The Spaceport America Terminal Hangar Facility was designed to be environmentally friendly. Credit: URS/Foster + Partners.
The Spaceport America Terminal Hangar Facility was designed to be environmentally friendly. Credit: URS/Foster + Partners.

The significance of SpaceShipOne also did not escape Richard Branson, founder of the Virgin family of companies. He established Virgin Galactic, which he envisioned as the world’s first commercial spaceline, offering passenger spaceflights as an airline offers commercial airplane flights. He contracted with Burt Rutan, the designer of SpaceShipOne, to expand the concept into a mothership and spaceship (SpaceShipTwo) that could carry a pilot, a copilot, and six space tourists. Homans saw it as another opportunity for New Mexico’s space industry. “Just like with the X Prize Cup, we said that it was absolutely essential that we recruit Branson to operate out of New Mexico,” he said.

In 2005 New Mexico established the state’s Spaceport Authority, with Homans as its first chairman.
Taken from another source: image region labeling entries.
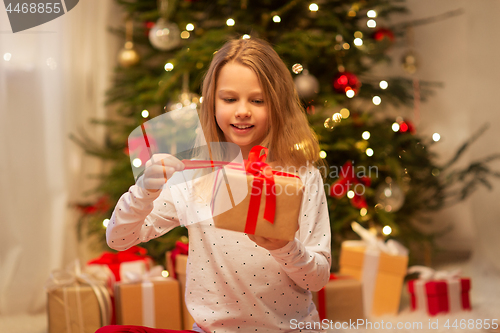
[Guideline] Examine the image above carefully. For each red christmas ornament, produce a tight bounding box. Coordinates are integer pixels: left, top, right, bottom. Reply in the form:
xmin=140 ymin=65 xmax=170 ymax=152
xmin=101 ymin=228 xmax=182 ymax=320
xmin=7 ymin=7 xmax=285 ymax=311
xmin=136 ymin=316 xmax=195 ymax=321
xmin=333 ymin=72 xmax=361 ymax=94
xmin=373 ymin=28 xmax=395 ymax=43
He and Richard Kestner, the director of the Office of Space Commercialization, flew to London to pitch a new spaceport to Virgin Galactic officials. They were armed with several space tourism polls and economic impact studies. In December 2005, Branson announced that the world headquarters of Virgin Galactic would be established in New Mexico. The following month, he came to Santa Fe to lobby New Mexico legislators. The lawmakers appropriated $110 million toward building the Southwest Regional Spaceport, which was soon renamed Spaceport America. Two counties directly affected by the spaceport’s location passed tax increases to provide the rest of the $210 million needed to design and build the facility.
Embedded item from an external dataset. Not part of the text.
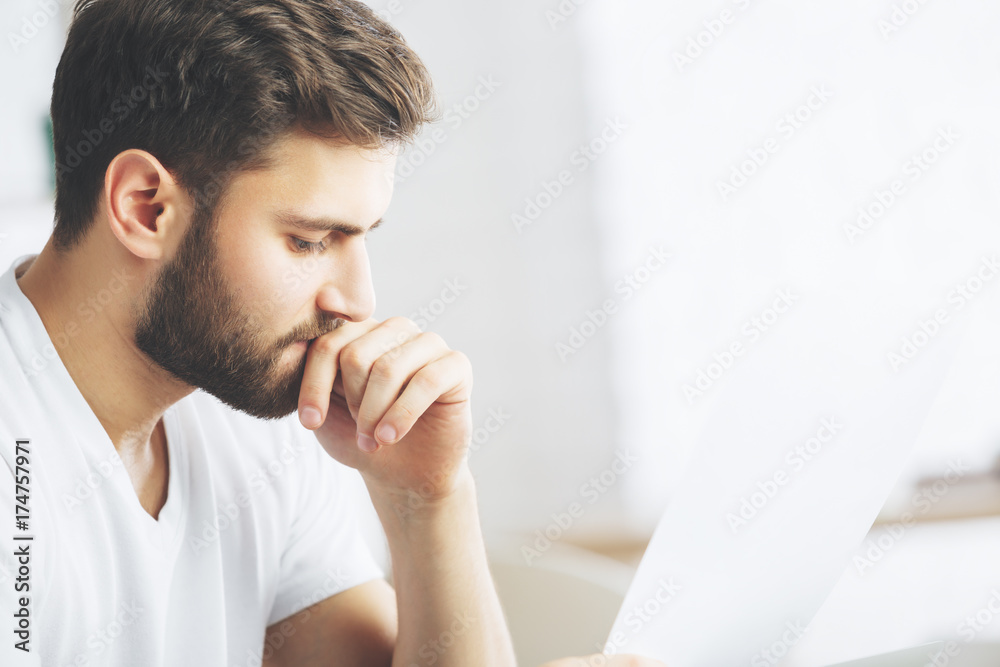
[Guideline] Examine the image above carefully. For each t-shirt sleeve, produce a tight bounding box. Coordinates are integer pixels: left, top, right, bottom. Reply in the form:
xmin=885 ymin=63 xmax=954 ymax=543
xmin=267 ymin=422 xmax=385 ymax=625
The location chosen for the spaceport is a 28-square-mile parcel 45 miles north of Las Cruces. It is adjacent to the western boundary of White Sands Missile Range, which has restricted air space to unlimited altitudes and offers support with flight tracking and payload recovery.

Virgin Galactic founder Richard Branson, New Mexico Governor Bill Richardson, and NMSA Chairman Rick Homans appeared at the 2010 dedication of the Spaceport America runway. Credit: Loretta Hall

Spaceport activity

Virgin Galactic signed on as the anchor tenant for Spaceport America, but it would not be the only tenant. In 2006, UP Aerospace began launching unmanned suborbital rockets carrying government research payloads, student experiments, and commercial cargo. At that time, the spaceport’s only facilities were a launch pad and three small buildings. By January 2014, UP Aerospace and Armadillo Aerospace had conducted twenty unmanned vertical launches from the spaceport. A larger launch facility is being constructed for use by SpaceX, which signed a three-year agreement to test its Falcon 9R rocket there.
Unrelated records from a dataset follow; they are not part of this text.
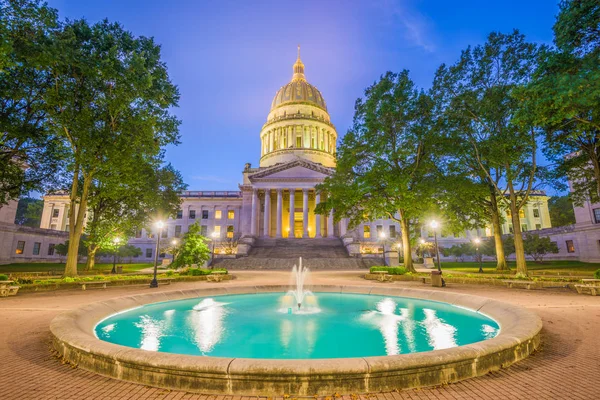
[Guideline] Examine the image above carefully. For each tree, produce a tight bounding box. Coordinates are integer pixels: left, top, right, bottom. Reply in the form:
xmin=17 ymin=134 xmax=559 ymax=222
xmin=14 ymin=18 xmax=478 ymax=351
xmin=521 ymin=0 xmax=600 ymax=205
xmin=44 ymin=20 xmax=179 ymax=276
xmin=316 ymin=70 xmax=436 ymax=272
xmin=548 ymin=196 xmax=575 ymax=226
xmin=435 ymin=31 xmax=541 ymax=275
xmin=171 ymin=222 xmax=210 ymax=268
xmin=523 ymin=234 xmax=558 ymax=264
xmin=15 ymin=197 xmax=44 ymax=228
xmin=0 ymin=0 xmax=63 ymax=207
The most visually appealing part of Spaceport America, the Gateway to Space, received a certificate of occupancy in late 2012 and the interior is currently being fitted out by Virgin Galactic. A combination terminal and hangar, the building will house up to two motherships and five spaceships. It will also have lounge and observation spaces for ticket holders and their guests. As of this writing, Richard Branson plans/hopes to be on the first passenger-carrying flight from Spaceport America during the spring of 2015.

This article appeared in the 9th issue of RocketSTEM magazine.